扱いやすいサイズ感やフルHD/HDR対応という基本要素は維持しつつ、クオリティとプライスのバランスを調整。液晶デバイスは3.0型、明るさ230ルーメン(ISO)、スピーカー周りではパッシブラジエーターによる低音増強は非搭載と、A1sと比べればやや控えめのスペックにはなっている。
高透過率レンズに3色LED光源、TrueHueテクノロジーや光学経路の密閉防塵化といった特徴的な要素も省かれていない。機能性や操作性の面も、天板タッチボタンこそ非搭載だが、その他はA1sとほぼ変わらない。
加えて、285°の仰角調整が可能なジンバルスタンドが一体になっている筐体はC1独自の特徴。天井投影にも興味ありというユーザーには、C1がさらに魅力的にみえるだろう。


上位機種の落ち着いた画作りを踏襲し、人物の表情と動きに意識が集まる
ドラマ『グラスハート』(Netflix)は、日差しの眩しさや顔の白さ、シンバルの輝きなどにおいては、輝度の低さを感じる部分はある。であるが、派手な演出に頼らない堅実な画作りの方向性はA1sと共通。どの場面でも画面全体がうるさくなることがないおかげで視聴時の意識が人物の表情や動きに自然と集まるのは、A1sとC1に共通の特長だ。
違いを挙げるとすれば色表現で、本機は赤をやや強めに出す。夕陽のオレンジ味が増し、場面の温度感が少し高まっていた。ここは好みが分かれるかもだが、詳細設定での調整も可能だ。
映画『シティーハンター』(Netflix)を視聴すると、映像面においては、マズルフラッシュなど部分的な輝度の不足こそ感じられるが、全体的にはA1sにかなり近い。落ち着いた画作りを好む方ならこちらでもぜんぜん満足できそう。しかし音響面ではA1sと比べると音の広がりも低音の響きも少し差が出てくる。
音楽ライブ『YOASOBI「アイドル」2023.6.4@さいたまスーパーアリーナ』(YouTube)は、レーザー演出の鮮烈さは出し切れないが、A1sと比べなければ大きな不満を覚えるほどではない。落ち着いた画作りとの相性がよいアコースティック系など穏やかな雰囲気のステージであれば、A1sとの差はさらに縮まりそうだ。好みの音楽ジャンル次第では「C1で十分!」となるかも。
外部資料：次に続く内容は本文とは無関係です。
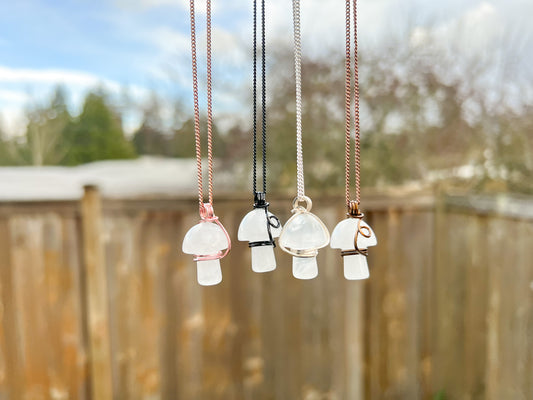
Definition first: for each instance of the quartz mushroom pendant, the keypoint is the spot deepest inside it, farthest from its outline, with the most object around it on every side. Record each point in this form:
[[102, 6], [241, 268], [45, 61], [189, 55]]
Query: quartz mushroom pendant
[[303, 234], [354, 236], [259, 228], [208, 241]]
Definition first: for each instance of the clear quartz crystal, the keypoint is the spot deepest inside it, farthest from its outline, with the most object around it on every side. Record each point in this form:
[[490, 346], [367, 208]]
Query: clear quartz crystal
[[342, 237], [209, 272], [263, 259], [304, 267], [356, 267], [205, 239], [253, 228], [304, 231]]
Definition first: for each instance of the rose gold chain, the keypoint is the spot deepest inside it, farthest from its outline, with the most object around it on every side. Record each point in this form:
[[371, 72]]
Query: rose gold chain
[[348, 106], [356, 110], [197, 107]]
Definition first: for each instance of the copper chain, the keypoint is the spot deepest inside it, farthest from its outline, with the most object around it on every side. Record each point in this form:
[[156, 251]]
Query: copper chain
[[197, 107], [348, 106]]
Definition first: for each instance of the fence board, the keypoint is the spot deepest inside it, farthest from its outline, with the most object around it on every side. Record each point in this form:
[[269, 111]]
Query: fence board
[[448, 307]]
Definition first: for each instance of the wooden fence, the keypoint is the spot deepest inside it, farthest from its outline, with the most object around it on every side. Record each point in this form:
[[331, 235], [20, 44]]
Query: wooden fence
[[98, 302]]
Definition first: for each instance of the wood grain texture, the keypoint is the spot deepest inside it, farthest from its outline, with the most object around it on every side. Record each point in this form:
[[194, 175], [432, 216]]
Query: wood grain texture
[[97, 298], [448, 308]]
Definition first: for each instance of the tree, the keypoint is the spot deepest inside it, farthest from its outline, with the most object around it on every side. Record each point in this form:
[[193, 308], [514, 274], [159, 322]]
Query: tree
[[44, 132], [151, 138], [183, 140], [96, 134]]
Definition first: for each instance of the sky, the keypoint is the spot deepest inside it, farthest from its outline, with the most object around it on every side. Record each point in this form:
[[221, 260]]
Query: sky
[[132, 47]]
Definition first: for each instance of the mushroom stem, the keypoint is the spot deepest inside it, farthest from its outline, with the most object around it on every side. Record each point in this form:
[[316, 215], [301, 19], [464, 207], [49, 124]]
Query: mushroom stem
[[356, 267], [263, 258], [209, 272], [304, 267]]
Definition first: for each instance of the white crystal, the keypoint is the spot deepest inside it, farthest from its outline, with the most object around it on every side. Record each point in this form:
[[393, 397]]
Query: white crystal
[[205, 238], [253, 227], [355, 267], [304, 231], [343, 235], [209, 272], [304, 267], [263, 259]]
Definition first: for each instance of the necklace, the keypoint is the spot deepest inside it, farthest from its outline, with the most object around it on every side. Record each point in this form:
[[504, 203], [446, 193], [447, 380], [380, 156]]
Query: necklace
[[353, 235], [208, 240], [260, 227], [304, 233]]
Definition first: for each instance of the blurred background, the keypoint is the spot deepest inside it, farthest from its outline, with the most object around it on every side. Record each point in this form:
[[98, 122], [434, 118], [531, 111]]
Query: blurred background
[[97, 189]]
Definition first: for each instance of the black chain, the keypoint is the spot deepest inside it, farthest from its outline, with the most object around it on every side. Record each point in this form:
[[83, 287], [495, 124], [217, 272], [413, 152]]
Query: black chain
[[263, 96]]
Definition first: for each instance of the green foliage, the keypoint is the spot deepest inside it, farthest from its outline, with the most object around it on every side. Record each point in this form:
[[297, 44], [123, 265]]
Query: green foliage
[[43, 139], [151, 138], [183, 141], [96, 134]]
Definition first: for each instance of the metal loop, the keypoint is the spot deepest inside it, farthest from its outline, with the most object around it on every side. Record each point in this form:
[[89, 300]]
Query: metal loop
[[276, 223], [301, 199]]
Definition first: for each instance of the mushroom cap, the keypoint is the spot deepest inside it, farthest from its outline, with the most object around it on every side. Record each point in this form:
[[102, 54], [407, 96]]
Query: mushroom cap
[[253, 227], [304, 231], [205, 238], [343, 235]]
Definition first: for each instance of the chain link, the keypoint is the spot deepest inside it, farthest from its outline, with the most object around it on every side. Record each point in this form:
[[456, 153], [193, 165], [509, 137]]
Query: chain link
[[348, 98], [197, 133], [298, 79], [263, 97]]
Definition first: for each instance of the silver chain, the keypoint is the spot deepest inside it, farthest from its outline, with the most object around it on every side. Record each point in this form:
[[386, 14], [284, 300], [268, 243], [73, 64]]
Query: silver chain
[[298, 79]]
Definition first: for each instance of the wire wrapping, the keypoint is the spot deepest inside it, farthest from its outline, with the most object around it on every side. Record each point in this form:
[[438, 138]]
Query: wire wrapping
[[197, 132]]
堅実で自然な落ち着きのある画作り。輝度の違いとスピーカーの音質が選ぶポイントになる
両モデル共通の持ち味は画作りの堅実さだ。ぱっと見ですぐ「キレイ!」となるようなインパクト重視の画作りではなく、作品を通して視聴し終えてから「うん、よかった」とより深く頷けるのは、こういった落ち着きがあり自然な画作りの方だろう。日常的に様々なコンテンツを視聴するのにも目が疲れにくそうだ。
両機の違いとしては、輝度に余裕のあるA1sの方がやはり、落ち着きの中でのアクセントやメリハリ、コントラスト表現は冴える。明るめの部屋環境での視聴が想定される場合も、投影の明るさを確保しやすいA1sの方が安心だろう。内蔵スピーカーを使用する見込みの場合も、そのクオリティがより高いA1sが優位。
ほか細かなところでは、A1sは排熱設計が優秀なのか、ファンの稼働音や排気の熱があまり目立たなかった。自分のすぐ手前に置くような設置が想定される場合はA1sの方が快適かもしれない。
実際のところは、シンプルに「予算に余裕があればA1s、コストを抑えたいならC1」という選び方でも全く問題ない。予算に合わせて選ぶ。それだけで大きな満足を得られるはずだ。最初に述べたように両モデルは、TCLプロジェクター参入の初手にして、プロジェクター市場のド真ん中で通用する力を備えているのだから。